I found the answer. Here's a simplified, better explanation of what I am doing:
A={1.2,1.3,1.6}
B={1.15,1.2,1.22,1.23,1.28,1.29,1.35,1.37,1.59,1.60}
Asize=numel(A);
Bsize=numel(B);
Increment=A;
IncrementInstances= int8(abs(testOffsetStart-testOffsetFinish)/.01);
toothCount = zeros (numel(A),IncrementInstances);
%numel(A) defines number of rows, IncrementInstances defines # of columns.
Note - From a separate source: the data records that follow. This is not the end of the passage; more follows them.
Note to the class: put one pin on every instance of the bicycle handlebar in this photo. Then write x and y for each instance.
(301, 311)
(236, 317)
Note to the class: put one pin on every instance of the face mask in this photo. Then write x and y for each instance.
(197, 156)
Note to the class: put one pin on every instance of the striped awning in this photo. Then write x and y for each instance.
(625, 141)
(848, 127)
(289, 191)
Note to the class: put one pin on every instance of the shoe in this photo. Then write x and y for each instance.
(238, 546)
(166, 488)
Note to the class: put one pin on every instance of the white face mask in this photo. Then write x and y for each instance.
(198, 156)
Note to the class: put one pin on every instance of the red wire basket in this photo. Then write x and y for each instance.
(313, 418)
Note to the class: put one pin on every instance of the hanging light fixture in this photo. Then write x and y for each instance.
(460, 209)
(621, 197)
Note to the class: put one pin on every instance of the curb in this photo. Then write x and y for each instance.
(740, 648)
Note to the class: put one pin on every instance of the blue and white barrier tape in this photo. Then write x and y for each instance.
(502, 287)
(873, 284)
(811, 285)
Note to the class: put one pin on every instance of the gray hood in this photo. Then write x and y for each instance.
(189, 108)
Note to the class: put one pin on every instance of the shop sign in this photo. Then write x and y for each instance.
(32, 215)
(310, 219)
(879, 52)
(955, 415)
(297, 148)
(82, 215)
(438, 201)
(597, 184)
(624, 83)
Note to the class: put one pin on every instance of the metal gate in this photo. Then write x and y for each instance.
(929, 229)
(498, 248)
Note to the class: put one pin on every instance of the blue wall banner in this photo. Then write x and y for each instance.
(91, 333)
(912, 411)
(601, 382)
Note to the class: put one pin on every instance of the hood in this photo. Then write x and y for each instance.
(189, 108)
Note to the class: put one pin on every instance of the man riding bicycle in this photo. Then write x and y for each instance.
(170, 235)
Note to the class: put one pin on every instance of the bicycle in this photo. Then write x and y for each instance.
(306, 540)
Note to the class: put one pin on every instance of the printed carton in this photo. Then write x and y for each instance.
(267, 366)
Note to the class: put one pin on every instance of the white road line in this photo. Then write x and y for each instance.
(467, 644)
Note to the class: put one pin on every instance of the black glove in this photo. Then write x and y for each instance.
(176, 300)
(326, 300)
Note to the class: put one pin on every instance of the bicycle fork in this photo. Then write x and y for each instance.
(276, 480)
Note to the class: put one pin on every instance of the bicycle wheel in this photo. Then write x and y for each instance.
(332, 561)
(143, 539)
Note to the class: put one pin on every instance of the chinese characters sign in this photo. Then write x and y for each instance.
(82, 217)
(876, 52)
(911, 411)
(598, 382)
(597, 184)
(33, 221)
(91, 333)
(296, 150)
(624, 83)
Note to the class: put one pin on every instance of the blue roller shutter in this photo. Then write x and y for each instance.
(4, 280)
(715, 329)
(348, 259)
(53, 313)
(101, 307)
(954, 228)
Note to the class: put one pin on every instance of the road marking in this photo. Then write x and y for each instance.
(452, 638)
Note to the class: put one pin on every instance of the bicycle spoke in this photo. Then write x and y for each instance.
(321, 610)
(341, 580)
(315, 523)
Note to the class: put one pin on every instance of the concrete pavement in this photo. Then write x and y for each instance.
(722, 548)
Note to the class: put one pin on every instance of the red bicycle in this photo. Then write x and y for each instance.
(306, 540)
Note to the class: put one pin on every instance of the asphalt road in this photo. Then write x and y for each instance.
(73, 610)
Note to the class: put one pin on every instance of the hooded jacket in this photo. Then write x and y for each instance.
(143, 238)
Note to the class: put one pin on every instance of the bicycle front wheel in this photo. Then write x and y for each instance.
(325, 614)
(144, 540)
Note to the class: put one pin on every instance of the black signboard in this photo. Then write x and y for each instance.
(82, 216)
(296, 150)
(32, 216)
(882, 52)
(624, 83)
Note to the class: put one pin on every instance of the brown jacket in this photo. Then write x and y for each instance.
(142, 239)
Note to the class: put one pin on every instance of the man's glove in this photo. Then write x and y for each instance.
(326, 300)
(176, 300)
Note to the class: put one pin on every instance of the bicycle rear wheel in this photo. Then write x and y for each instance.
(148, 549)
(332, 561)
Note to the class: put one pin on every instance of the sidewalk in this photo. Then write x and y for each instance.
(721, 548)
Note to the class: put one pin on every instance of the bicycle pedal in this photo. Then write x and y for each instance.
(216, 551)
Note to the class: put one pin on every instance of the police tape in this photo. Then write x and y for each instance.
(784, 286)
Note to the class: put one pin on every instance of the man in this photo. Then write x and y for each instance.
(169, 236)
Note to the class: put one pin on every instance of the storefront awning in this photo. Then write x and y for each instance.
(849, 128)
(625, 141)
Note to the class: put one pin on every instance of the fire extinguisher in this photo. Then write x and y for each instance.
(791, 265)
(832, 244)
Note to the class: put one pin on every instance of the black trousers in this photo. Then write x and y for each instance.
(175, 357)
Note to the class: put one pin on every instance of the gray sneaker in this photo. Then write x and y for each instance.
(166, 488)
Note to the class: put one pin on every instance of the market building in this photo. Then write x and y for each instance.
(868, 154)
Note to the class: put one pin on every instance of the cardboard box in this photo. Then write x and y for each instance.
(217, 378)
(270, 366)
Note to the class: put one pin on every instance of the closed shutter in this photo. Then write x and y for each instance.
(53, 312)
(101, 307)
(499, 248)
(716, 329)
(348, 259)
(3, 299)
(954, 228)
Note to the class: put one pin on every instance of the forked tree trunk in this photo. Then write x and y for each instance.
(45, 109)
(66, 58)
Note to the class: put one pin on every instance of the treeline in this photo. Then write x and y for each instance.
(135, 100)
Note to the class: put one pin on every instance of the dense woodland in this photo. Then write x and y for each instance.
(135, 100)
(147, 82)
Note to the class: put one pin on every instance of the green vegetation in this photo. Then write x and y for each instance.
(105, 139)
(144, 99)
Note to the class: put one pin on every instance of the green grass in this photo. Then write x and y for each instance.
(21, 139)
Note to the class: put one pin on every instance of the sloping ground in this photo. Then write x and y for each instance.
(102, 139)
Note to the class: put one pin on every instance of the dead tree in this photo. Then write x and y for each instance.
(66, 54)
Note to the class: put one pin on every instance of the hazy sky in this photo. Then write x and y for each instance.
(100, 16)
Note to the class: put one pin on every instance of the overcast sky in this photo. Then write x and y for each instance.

%toothCount needs to be preallocated beforehand, otherwise you will get a index out of bounds error
toothColumn = 1; % the starting column value of the toothCount matrix
for i = testOffsetStart:.01:testOffsetFinish
{
Increment=A+i;
for j=1:numel(B)
{
if(%Conditional here. Not included for certain reasons)
{
clear tmpVec; %release values from last evaluation;
tempVec=(%insert same conditional here);
toothCount((find(tmpVec==1)), toothColumn)=toothCount((find(tmpVec==1)), toothColumn)+ones(size(find(tmpVec==1)));
toothColumn=toothColumn+1;
%do more stuff here if desired
}
}
}
The above matrix will return a count at each of the given indexes in which A happened to pass the conditional for each offset. If anyone needs a better explanation, please let me know.
In other words, it creates a new column consisting of the 1D toothCount vector, except each column of the toothCount matrix refers to a specific offset.